It always feels weird to return to posting after a long absence without explaining what life-changing events have prevented me from spilling the contents of my brain over these hallowed pages, so here we go. I’ll try and be brief, but it’s highly likely I’ll fail, so I shall at least endeavour to make it entertaining.
The last time I blogged regulary, I’d broken myself from too much running and most of my regular training was yoga, and most of my regular blog posts were on the same subject. I was living in Chalk Farm (right across the road from the yoga studio – very much in keeping with my opinion that any kind of hobby needs to be convenient for it to stick!), in a somewhat unusual situation which I never spoke about in order not to infringe upon the privacy of the person involved. Since I’ve now moved out, in my biggest life change since coming back from Japan, I figured I’d hammer out a quick post which should answer the question burning the tips of the tongues of all my avid readers: where the fuck have you been?!
A few years ago, an old friend mentioned that a friend of hers was looking for someone to live with her elderly mum, who was still in their family home in North London, one which really was too big for just her (she became a widow a few years ago). Since the lady concerned was adamant she didn’t want to move, a deal was struck with her worried daughters: she could stay if she got a lodger. Someone to take the bins out, fix the wifi and, it turned out, remember lots and lots of things. So after an “interview” – drinking tea round a big old wooden table in one of the homeliest rooms I’ve ever been to in London – it turns out I was going to be that person. In return for providing this help and a rent so small that I’m embarrassed to put it here, I got a large loft bedroom and similarly sized studio/office/spare room, my own bathroom, and the pleasure of Marta – a cleaner that came once a week. The house, whilst entirely ramshackle, was homely and spacious, and we were also lucky enough to have a very charming garden.
Charlotte is an incredibly smart lady, degree-educated and who worked as a restorer of architectural drawings and manuscripts at several leading museums and galleries in London. Her husband, who died eight years ago, was a Cambridge-educated art historian, highly respected, author of several books, lecturer at Camberwell art college, and recipient of a CBE. She remains a member of the Royal Academy, Tate, attendee of various drawing and art history classes, and avid do-er of the Guardian crossword. All in all, a pretty smart cookie.

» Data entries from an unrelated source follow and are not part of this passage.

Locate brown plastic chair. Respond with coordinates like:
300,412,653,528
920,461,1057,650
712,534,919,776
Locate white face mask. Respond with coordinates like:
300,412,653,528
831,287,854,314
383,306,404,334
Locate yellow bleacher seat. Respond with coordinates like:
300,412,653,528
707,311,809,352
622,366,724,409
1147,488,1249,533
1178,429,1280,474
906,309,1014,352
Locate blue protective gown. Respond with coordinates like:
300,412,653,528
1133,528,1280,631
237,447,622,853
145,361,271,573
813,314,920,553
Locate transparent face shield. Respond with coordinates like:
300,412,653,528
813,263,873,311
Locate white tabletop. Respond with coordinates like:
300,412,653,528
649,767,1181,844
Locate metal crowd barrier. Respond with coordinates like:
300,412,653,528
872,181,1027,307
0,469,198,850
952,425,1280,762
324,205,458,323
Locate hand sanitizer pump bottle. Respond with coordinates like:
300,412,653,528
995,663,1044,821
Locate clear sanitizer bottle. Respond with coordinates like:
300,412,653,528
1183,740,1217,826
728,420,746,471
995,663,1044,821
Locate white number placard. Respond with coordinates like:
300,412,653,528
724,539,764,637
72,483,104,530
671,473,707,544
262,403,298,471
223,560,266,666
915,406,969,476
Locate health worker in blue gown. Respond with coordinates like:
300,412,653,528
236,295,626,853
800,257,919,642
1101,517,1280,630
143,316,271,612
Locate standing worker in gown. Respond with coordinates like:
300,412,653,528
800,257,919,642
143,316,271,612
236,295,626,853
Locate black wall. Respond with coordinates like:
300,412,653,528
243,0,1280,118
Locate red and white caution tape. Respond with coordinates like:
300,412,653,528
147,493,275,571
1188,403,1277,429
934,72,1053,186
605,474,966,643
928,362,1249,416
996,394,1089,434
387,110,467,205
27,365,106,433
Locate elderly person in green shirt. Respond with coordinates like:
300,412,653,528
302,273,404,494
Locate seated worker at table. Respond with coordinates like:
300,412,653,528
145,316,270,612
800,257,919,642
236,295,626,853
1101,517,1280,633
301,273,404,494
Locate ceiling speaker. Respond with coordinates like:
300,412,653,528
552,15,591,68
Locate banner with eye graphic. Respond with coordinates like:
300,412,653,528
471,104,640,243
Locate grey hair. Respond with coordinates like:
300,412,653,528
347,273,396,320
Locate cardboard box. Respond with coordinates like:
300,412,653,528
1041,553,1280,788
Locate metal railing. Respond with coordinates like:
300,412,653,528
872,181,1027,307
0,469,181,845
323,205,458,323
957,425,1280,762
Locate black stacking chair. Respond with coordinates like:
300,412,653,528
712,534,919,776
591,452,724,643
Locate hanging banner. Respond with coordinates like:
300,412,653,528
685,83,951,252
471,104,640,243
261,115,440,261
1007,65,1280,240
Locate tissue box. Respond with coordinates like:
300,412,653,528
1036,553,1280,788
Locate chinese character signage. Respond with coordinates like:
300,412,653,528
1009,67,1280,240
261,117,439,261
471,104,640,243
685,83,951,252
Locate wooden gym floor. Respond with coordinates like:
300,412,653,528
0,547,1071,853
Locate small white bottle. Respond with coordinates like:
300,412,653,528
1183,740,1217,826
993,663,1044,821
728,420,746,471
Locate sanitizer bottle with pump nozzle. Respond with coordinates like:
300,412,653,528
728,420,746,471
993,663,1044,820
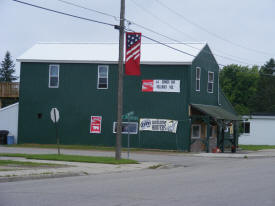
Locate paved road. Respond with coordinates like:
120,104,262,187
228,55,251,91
0,148,275,206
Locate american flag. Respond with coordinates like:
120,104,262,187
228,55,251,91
125,32,141,75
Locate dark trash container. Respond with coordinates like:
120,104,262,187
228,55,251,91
0,130,9,144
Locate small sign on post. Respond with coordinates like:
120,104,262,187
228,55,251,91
50,108,60,155
122,111,138,159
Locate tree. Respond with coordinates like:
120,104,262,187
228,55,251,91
0,51,17,82
251,59,275,112
220,64,259,115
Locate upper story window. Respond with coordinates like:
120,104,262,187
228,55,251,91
196,67,201,91
49,64,59,88
97,65,109,89
191,124,201,139
207,72,214,93
241,121,250,134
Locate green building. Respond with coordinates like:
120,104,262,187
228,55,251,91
18,43,238,152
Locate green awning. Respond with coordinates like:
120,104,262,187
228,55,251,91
191,104,241,120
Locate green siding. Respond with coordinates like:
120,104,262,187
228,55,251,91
19,63,117,146
18,63,192,150
18,46,237,150
124,65,192,150
190,45,219,105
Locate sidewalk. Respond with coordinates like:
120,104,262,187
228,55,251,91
0,157,158,182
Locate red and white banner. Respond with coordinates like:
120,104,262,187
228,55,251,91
142,79,180,92
125,32,141,76
90,116,102,134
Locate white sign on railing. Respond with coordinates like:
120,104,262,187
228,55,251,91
139,119,178,133
142,79,180,92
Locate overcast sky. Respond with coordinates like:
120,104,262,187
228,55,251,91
0,0,275,75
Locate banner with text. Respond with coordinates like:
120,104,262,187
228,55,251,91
139,119,178,133
142,79,180,92
90,116,102,134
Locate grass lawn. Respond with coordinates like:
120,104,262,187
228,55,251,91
239,145,275,151
0,153,138,164
0,160,60,167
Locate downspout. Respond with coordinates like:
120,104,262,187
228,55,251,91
218,67,221,106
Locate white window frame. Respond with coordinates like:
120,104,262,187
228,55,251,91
113,122,138,134
207,71,215,93
191,124,201,139
97,65,109,89
195,67,201,92
49,64,60,88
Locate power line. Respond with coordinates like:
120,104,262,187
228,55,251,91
131,0,196,41
155,0,273,56
57,0,252,65
12,0,115,27
57,0,119,21
10,0,246,66
131,0,252,65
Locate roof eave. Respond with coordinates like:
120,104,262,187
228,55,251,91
16,58,192,65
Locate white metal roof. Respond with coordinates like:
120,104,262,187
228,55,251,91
17,43,206,64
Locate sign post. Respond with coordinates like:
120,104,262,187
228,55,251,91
122,111,138,159
51,108,60,155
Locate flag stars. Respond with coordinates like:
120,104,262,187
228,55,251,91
126,33,141,48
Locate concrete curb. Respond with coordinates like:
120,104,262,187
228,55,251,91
0,157,161,182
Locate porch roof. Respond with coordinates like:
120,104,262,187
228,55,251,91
191,104,241,120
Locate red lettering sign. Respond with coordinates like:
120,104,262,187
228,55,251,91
142,80,154,92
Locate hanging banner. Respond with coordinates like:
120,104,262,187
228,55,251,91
139,119,178,133
142,79,180,92
90,116,102,134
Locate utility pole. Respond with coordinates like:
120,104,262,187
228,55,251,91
116,0,125,160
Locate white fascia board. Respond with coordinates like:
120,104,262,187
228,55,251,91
16,59,192,65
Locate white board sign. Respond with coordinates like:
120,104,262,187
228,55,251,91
139,118,178,133
51,108,60,123
142,79,180,92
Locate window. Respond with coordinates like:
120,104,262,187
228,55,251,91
97,65,109,89
209,126,216,138
113,122,138,134
207,72,214,93
196,67,201,91
241,121,250,134
49,64,59,88
192,124,201,139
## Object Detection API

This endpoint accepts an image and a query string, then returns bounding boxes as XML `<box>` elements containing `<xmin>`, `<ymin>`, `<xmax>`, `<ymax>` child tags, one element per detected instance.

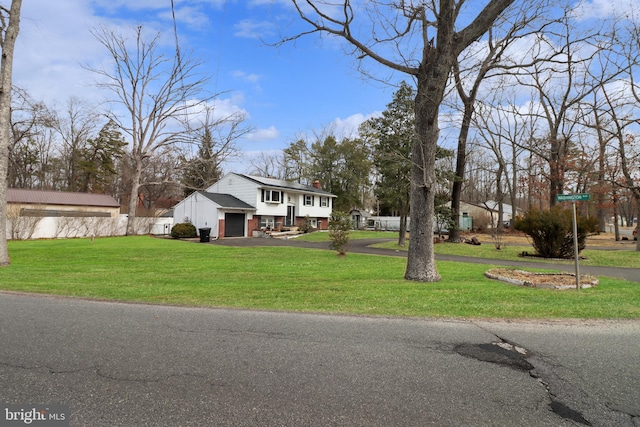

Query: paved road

She also has dementia. I didn’t know this when I moved in – presumably her family didn’t want to scare me off, and it’s not the sort of thing she’d have said directly. But after realising that it was more than being a “bit vague” and hearing her refer to her “memory doctor”, I figured it out. In a day-to-day sense, the biggest effect on me was having to remember stuff: where she was supposed to be, checking she knew how to get there (and writing a bullet-pointed Post It with instructions if she didn’t!), noting which magazines her MacBook Air was nestled between, keeping an eye on where she left shopping and her handbag when she came in (although occasionally I found them outside the front door), reminding her to return calls, and just dealing with things that were stressful or confusing. This has given me the recall skills of Neo.
Mostly, though, our time together was spent chatting over breakfast (it turned out that we have almost the exact same rise and eat routine), helping with the crossword and pottering around, sometimes in the garden (I’d also steal her plants from work whenever there were some going free).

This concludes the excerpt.